Wednesday, January 07, 2009


This was the headline in The Malay Mail today, Wednesday January 7th 2009.

Australian Hawgood likely to replace Sarjit
By Ghaz Ramli
January 07, 2009
Categories: Hockey

Australian Neil Hawgood is likely to be Malaysian Hockey Federation's (MHF) choice as the new national coach.

So "how good" is he really? Can he chart Malaysian hockey fortunes when the likes of fellow Australian Terry Walsh failed and left in a huff? Can he avoid be Malaysia-nised as how German Paul Lissek ended up to be? Will he survive the politics of the MHF and NSC?

This is some of his background that I managed to source from the internet today and I am sure the newspapers tomorrow will have more details, if not just copy what I wrote here.

Neil Hawgood admits to being in the right place at the right time. When he joined WAIS as head of the Men’s Hockey Program about 18 months ago, his arrival coincided with resurgence in WA hockey. A new wave of talent was coming through and Hawgood’s job was to manage it well. This he has done. WA rules Australian men’s hockey, having completed a clean sweep of national under- 18, under-20 and senior titles in 2002.

But, then, Hawgood has always set high standards. He was a member of the 1986 World Cup Champion team, which remains the greatest achievement in the sport by an Australian team. His considerable international experience enables him to understand first hand what it takes to reach the very top – and, after all, producing internationals is what his job is all about.

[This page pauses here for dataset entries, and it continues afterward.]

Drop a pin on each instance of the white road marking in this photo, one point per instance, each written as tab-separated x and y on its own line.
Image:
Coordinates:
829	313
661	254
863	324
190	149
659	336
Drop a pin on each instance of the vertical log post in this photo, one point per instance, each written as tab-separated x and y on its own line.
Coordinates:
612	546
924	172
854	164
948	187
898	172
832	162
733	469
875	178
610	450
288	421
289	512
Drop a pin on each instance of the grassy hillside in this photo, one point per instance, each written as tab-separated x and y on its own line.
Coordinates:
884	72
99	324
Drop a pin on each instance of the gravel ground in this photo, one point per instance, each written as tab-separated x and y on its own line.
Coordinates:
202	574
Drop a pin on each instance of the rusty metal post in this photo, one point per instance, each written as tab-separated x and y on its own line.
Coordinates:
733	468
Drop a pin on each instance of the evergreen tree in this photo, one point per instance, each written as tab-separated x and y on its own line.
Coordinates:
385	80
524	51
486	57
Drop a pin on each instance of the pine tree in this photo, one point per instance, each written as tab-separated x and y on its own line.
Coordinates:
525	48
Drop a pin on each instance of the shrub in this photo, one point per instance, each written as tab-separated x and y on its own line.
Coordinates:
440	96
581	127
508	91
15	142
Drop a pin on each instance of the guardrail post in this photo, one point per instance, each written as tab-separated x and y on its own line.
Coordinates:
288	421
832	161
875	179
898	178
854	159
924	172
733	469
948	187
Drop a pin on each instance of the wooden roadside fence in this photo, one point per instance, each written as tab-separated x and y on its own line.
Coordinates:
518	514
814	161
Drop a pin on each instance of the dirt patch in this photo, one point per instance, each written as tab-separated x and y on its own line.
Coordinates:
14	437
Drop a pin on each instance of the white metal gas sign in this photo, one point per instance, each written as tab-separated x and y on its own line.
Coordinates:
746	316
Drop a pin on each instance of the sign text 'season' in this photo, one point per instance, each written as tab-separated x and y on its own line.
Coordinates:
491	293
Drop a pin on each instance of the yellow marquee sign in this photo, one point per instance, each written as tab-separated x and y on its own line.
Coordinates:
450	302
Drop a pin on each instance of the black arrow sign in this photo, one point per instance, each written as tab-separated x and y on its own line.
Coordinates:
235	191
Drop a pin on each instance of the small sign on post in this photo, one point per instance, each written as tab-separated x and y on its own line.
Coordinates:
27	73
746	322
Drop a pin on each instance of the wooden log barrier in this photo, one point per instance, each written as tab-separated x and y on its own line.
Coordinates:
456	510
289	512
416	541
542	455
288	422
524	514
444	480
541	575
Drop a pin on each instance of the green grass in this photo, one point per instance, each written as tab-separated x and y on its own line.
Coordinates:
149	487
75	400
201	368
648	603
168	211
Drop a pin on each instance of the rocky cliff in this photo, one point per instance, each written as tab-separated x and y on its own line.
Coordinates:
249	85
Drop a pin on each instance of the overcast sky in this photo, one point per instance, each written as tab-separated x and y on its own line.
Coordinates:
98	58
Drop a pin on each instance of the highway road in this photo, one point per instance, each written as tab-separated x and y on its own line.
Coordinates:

WAIS works closely with the national and State body to ensure the 20 players in the WAIS squad have the best chance to make the grade. At the moment the national senior squad includes five WAIS scholarship holders in Captain Paul Gaudoin, Bevan George, Aaron Hopkins, Scott Webster and Goal Keeper Leon Martin.

With the Commonwealth Games and World Cup over, Hawgood is switching the focus of the program to the 2005 Junior World Cup.

“In two years we need to have the next group of emerging players ready,” he said. “The competition is for under-21s, so we’re targeting the 16 to 18 year olds. We’ve picked a group who will play the Hockeyroos in the build-up to their World Cup held in Perth this spring. That’s good for me because I can see how players react in match situations."

Neil Hawgood has two World Cups and an Olympic Games under his belt. His sport is hockey. His nationality is Australian, and Australia's men and women are once again at the top of the world tree as a result of the Champions' Trophy competitions in Sydney over the past two weeks. An Olympian at Seoul, when Australia finished fourth and Great Britain won hockey gold, his pedigree is built round eight years with men's and women's league sides down under, a tough school with high standards.